Drawn on the subway yesterday.
Recently, I read the excellent book, The Sexual History of London: From Roman Londinium to the Swinging City—-Lust, Vice, and Desire Across the Ages by Catherine Arnold. I joked on facebook that I’d love to do the pictures for a deluxe, illustrated version, and then realized, of course, that I am entirely serious. This is my dream job.

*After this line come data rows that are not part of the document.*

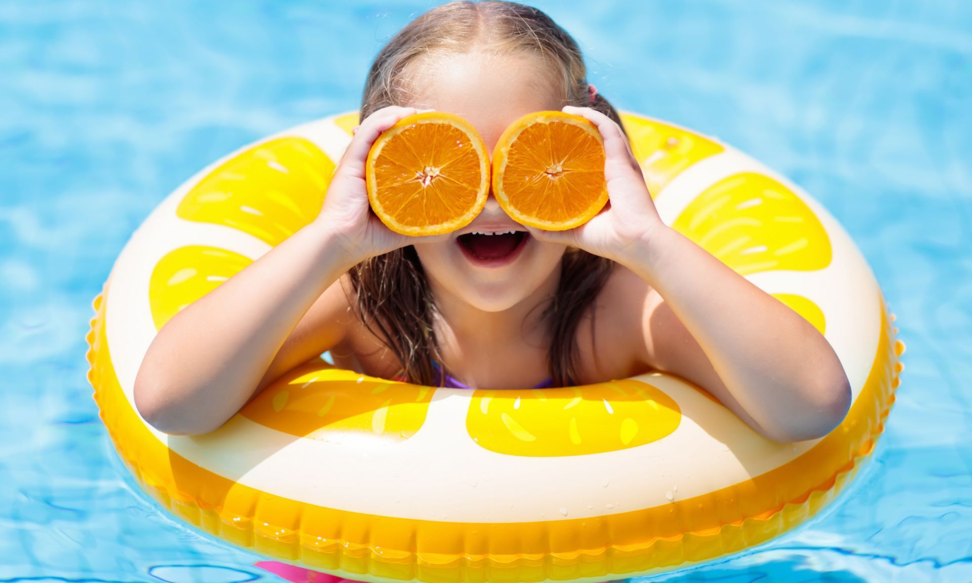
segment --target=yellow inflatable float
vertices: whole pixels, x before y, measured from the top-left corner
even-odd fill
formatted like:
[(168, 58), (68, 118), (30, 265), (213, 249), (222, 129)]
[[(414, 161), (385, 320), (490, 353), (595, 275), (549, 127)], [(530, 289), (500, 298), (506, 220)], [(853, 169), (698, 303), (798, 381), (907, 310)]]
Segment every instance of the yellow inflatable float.
[(662, 218), (802, 314), (852, 387), (821, 439), (769, 441), (663, 374), (529, 391), (419, 387), (324, 360), (220, 429), (171, 436), (135, 410), (159, 327), (312, 221), (356, 113), (247, 147), (180, 187), (134, 233), (87, 340), (122, 459), (183, 521), (366, 581), (604, 581), (764, 542), (834, 499), (894, 401), (903, 345), (867, 263), (815, 200), (759, 162), (624, 115)]

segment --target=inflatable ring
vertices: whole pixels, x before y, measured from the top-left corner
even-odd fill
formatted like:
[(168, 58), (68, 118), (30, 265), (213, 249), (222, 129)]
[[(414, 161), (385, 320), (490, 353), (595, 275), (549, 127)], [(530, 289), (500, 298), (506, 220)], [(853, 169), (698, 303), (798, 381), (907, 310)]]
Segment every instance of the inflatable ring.
[(181, 520), (367, 581), (603, 581), (767, 541), (841, 492), (884, 429), (904, 346), (837, 222), (759, 162), (624, 115), (662, 218), (803, 315), (852, 388), (820, 439), (770, 441), (707, 393), (643, 374), (465, 391), (295, 369), (224, 427), (172, 436), (133, 405), (161, 326), (312, 221), (356, 113), (283, 132), (180, 187), (94, 300), (88, 379), (121, 458)]

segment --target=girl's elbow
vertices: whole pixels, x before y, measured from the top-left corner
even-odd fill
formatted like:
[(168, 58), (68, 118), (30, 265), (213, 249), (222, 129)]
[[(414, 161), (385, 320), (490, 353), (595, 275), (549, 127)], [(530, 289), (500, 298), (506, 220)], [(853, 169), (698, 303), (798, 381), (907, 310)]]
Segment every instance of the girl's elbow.
[(850, 383), (841, 371), (813, 392), (813, 399), (799, 412), (798, 422), (790, 427), (764, 432), (781, 443), (819, 439), (833, 431), (850, 410)]
[(134, 387), (135, 410), (147, 424), (169, 435), (198, 435), (217, 429), (192, 423), (172, 402), (169, 396), (172, 394), (159, 383), (148, 382), (139, 374)]

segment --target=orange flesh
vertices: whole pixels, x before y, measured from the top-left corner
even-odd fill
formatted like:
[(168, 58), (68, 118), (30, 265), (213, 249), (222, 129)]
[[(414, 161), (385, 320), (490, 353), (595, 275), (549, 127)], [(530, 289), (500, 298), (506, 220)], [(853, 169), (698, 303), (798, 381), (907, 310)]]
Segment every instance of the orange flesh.
[(535, 226), (566, 226), (596, 215), (606, 201), (601, 141), (556, 118), (528, 123), (510, 136), (498, 200), (505, 199), (514, 219), (543, 223)]
[(478, 203), (480, 153), (465, 131), (447, 122), (413, 123), (377, 153), (373, 178), (369, 194), (379, 217), (404, 227), (449, 225)]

Her book is remarkable mostly in that Arnold is an excellent writer who knows a good story when she hears one and proceeds accordingly. She has exactly zero moralistic axe to grind and has some interesting ideas, particularly about prostitution. She writes about London’s long and famous tradition of sex work with a fresh eye and a great deal of sense. The Victorian truism, “Once a whore always a whore” is still held by a great number of otherwise liberal leaning people. She tells of more rarely reported women, who went on the game for more limited amounts of time to make money they had no access to otherwise and used it to better themselves. If you are smart and lucky (and don’t have a predilection for terrible addiction problems), things can work out for you. If not, they won’t. But that applies to nearly everyone, not just London’s prostitutes.
She also writes very well about the history of homosexuality, culminating in the trial of Oscar Wilde. His is one of the great tragedies of history, his decision to stay in England and face the music is simultaneously heartbreaking and heroic on a measure that strikes one as almost Christ-like. He knew it would be the end of him and he stayed.
She writes of many other things as well, of the Romans importing sex slaves to London from the far reaches of their empire, of the medieval Gropecunt Lane, of the vicious debauchery in the reign of Charles II, of the Hellfire Club in all its incarnations and on through the modern call girls blogging about their lives.
Everything is different, everything is the same.